Monday, September 16, 2013

Are you finally waking up to what is always happening from the Fakenstinians????


U.S. Says Palestinians Just Making Stuff Up....Are you finally waking up to what is always happening from the Fakenstinians????

Seth Mandel


Well aware that Secretary of State John Kerry has a full dance card these days testifying to congressional committees on the case for military action against Syria, the Palestinians have selflessly volunteered to grind the peace negotiations with Israel to a halt so he doesn’t miss anything. That’s the takeaway from today’s New York Times story on the latest snag in the peace process.

The Times headline is “1967 Border Is a Source of Strain in the Israeli-Palestinian Talks,” but it quickly becomes apparent that the truth is slightly different. As the Times reports:

Signs of strain emerged Monday around the nascent Israeli-Palestinian peace talks, as a senior Palestinian official said Secretary of State John Kerry had “guaranteed us in writing” that negotiations would start from the 1967 lines, and American officials suggested he was not telling the truth.

Nabil A. Shaath, the Palestinian commissioner for international relations, said the Palestinians had agreed to enter the talks only because of the guarantee. He declined to provide a copy, but when asked if it was signed by Mr. Kerry personally, said: “Absolutely. We wouldn’t have done it without this.”

The real problem, it seems, is that the Palestinians don’t want to start serious negotiations. The background is that the Palestinians supposedly asked for one of three preconditions for negotiations from Israeli Prime Minister Benjamin Netanyahu: releasing terrorist prisoners, freezing construction in settlements, or starting the talks from the 1967 lines. Netanyahu opted for the prisoner release.

That didn’t, in the end, satisfy the Palestinians, who claimed that they had received private assurances that the Obama administration would try to hold Israel to one of the preconditions Netanyahu didn’t agree to: a settlement freeze. And now the picture is complete: the Palestinians claim, apparently without proof, that the Obama administration also agreed to enforce the other precondition to which Israel never agreed.

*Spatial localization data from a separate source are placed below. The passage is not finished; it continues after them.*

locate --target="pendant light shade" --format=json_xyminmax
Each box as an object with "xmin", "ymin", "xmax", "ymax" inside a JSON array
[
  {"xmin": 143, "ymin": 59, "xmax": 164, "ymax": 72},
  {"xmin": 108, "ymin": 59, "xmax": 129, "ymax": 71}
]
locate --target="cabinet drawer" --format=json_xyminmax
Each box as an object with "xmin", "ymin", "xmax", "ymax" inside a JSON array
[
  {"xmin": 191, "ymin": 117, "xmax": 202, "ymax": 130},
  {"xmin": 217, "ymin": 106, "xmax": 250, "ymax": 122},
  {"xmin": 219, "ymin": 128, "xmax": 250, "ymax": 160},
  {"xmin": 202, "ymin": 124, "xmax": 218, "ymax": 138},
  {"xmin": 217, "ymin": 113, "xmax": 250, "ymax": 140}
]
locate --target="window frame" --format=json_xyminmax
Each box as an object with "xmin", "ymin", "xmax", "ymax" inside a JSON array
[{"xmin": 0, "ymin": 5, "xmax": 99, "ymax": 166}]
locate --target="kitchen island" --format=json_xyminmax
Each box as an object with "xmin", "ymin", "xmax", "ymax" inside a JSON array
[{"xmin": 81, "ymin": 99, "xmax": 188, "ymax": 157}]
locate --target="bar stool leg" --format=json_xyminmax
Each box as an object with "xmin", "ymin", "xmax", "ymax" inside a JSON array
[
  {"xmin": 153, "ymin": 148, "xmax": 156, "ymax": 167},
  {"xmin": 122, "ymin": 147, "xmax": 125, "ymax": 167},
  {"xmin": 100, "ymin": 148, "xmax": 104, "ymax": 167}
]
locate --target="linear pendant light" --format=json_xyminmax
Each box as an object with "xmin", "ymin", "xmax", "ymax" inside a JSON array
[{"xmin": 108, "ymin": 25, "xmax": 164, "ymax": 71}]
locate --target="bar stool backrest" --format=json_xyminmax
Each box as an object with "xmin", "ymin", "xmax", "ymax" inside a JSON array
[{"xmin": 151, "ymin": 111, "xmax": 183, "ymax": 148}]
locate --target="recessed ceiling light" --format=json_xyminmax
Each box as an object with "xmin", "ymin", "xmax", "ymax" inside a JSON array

And that lack of proof is problematic for the Palestinians, because the American moderators are growing exasperated with the Palestinians. They told the Times in response that not only are the Palestinians making this up out of whole cloth, but that the Times should know by now not to believe anything out of the Palestinian camp unless they also hear it from Washington:

But American officials denied there was such a document, which would have been a significant gesture to the Palestinians and could have enraged Israel. “We have always said that if you don’t hear news about the talks from senior U.S. officials, you can’t count on it being reliable,” Marie E. Harf, a State Department spokeswoman, said in an e-mailed statement. “This is a good example.”

One of the reasons it’s so tempting for those involved in negotiations to leak to the press is that rumors can quickly become facts to those who hear them often enough. Being the first to establish a compelling narrative of any one situation can be to that party’s great advantage. And that seems to be what the Palestinians are doing. The Times notes that PA leader Mahmoud Abbas claimed last week that he only resumed negotiations because of an agreement over the 1967 lines, and the PA’s top negotiator Saeb Erekat made the same claim in a Ramallah-based newspaper over the weekend.

Of course, all leaks are not created equal. The Palestinians are shaping a narrative designed to negate the talks that have already begun. The Israelis seem to suspect the general doom-and-gloom attitude of the Palestinians is intended to undermine the negotiations from the outset and delegitimize any progress they might make that the Palestinian “street” wouldn’t like. Their respective complaints, in fact, are telling:

Israeli leaders complained to Washington in recent days about a series of leaks and downbeat assessments by Palestinians, citing the agreement both sides made from the beginning that only American officials would publicly discuss the diplomatic efforts. Palestinians had previously complained that American envoys were not present during the talks.

The Israelis are upset the Palestinians are simultaneously breaking agreements while insisting Israel be held to agreements that don’t exist. The Palestinians are angry they have to be in a room with Israelis. Though Israeli leaders are presumably not thrilled with the fact that Palestinian negotiators appear to be fabricating their latest cause for outrage, they are refusing to comment on it.

Perhaps that’s because they don’t put much stock in the credibility of the source, Nabil Shaath. As Elliott Abrams notes, this wouldn’t be the first time Shaath has made up claims about the American leadership. And of course it wouldn’t be the first time the Palestinians concentrated their energy on finding excuses, however suspect, to pocket concessions without making any of their own.